Et elle était si familière qu’elle coupa le souffle de Sixtine.
Lentement, le corps vibrant d’espoir, elle se retourna et plissa les yeux pour distinguer la silhouette dans l’obscurité. D’abord, elle ne vit que les yeux gris.
Puis deux réalités jouèrent dans l’aveuglement de l’aube.
C’était Anubis.
C’était Thaddeus.
Ils demeurèrent face à face, trop éloignés pour se voir clairement, mais pourtant si proches. Si proches que Sixtine sentait son toucher apaiser la partie la plus secrète de son cœur. Elle comprenait tout ce que son silence lui murmurait.
Lorsqu’elle lui sourit, les larmes inondèrent ses yeux émeraude. En elle aussi vivaient deux réalités. Le plein et le vide. La sérénité et la souffrance.
Mais Sixtine et Thaddeus savaient que leur heure n’était pas encore arrivée. Sixtine devait rentrer avec Lucia. Ce n’était que le début de sa quête.

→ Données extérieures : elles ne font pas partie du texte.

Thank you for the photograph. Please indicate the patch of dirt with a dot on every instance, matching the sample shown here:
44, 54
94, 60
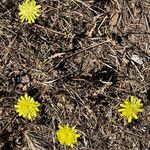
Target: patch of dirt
76, 60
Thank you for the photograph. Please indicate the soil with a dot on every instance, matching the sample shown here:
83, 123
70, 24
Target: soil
80, 60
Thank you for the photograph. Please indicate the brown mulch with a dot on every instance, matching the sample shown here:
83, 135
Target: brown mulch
78, 61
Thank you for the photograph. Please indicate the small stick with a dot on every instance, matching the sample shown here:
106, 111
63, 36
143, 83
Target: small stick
12, 119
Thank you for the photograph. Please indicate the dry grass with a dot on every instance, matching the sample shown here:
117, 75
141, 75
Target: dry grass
76, 60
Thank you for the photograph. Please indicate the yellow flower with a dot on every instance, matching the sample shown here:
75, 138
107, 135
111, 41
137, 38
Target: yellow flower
130, 108
27, 107
29, 11
67, 135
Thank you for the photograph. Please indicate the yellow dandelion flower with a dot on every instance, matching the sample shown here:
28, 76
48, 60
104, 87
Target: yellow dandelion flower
131, 108
27, 107
29, 11
67, 135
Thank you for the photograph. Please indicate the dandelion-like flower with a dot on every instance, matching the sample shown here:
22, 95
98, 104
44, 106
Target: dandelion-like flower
67, 135
131, 108
27, 107
29, 11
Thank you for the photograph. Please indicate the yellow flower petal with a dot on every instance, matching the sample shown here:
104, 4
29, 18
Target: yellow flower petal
130, 108
27, 107
29, 11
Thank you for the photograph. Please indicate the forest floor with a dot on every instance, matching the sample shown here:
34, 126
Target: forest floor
80, 60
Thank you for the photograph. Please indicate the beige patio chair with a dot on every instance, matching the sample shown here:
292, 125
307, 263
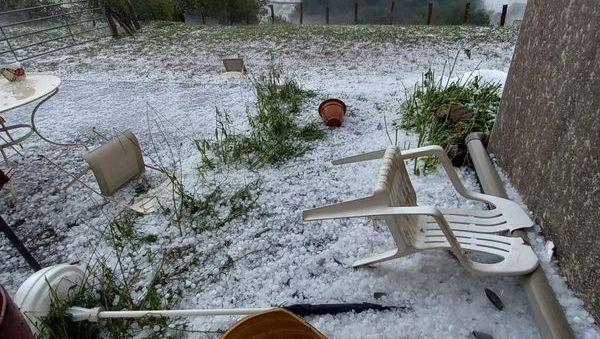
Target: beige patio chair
115, 164
417, 228
234, 66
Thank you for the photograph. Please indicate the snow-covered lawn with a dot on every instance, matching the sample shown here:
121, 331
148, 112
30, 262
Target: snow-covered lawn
166, 83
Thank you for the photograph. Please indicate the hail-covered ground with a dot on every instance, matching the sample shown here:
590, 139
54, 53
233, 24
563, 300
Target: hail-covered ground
165, 86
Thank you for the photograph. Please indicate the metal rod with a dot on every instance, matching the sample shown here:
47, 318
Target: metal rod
65, 47
18, 244
49, 17
547, 312
503, 16
9, 45
466, 15
39, 7
51, 28
429, 12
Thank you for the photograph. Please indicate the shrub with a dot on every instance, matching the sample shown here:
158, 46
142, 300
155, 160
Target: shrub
444, 114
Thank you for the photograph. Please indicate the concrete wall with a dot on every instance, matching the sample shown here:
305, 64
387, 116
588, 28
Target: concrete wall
547, 136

Sixtine leva la tête vers le ciel qui se teintait déjà du bleu du crépuscule. Et elle se retourna pour continuer son chemin.
Le dieu au visage de chacal la suivit de ses yeux gris jusqu’à ce qu’elle dépose Lucia dans la barque de Cybelle, puis se retira dans l’obscurité.
La brillance froide et sublime de son regard argent colora d’espoir le voyage du retour à travers le bayou. Lorsque la barque arriva à Poverty Point au milieu de la nuit, Cybelle baissa la rame et sourit à Sixtine.
— Je me charge du reste. Tu peux retourner chez toi.
— Chez moi ? ricana Sixtine, en débarquant.
— Chez toi, dans ce monde-ci, dit doucement Cybelle.
Debout sur la rive, Sixtine sourit tristement à l’arrivée des papillons de nuit. Elle mit ses mains dans ses poches, inspira et regarda vers l’ouest. La grotte semblait si loin.
— Ne t’inquiète pas, ton heure viendra, dit Cybelle en reprenant la rame.
Elle sourit à la jeune femme qui dormait au fond de la barque, entre les bougies.
— Allons-y, Lucia. Une longue vie t’attend, ma belle. So long, Sixtine.
Alors que Cybelle glissait déjà au-delà d’un saule pleureur, Sixtine s’écria :
— Cybelle, attends ! Lucia… S’en souviendra-t-elle ?
— Oui… cria Cybelle. Mais ton secret est sauf.
— Comment ?
Dans la nuit du bayou, les yeux de Cybelle s’illuminèrent d’un éclat qui rivalisa un instant avec celui des bougies et des lucioles.
— Parce qu’elle ne voudra pas le croire.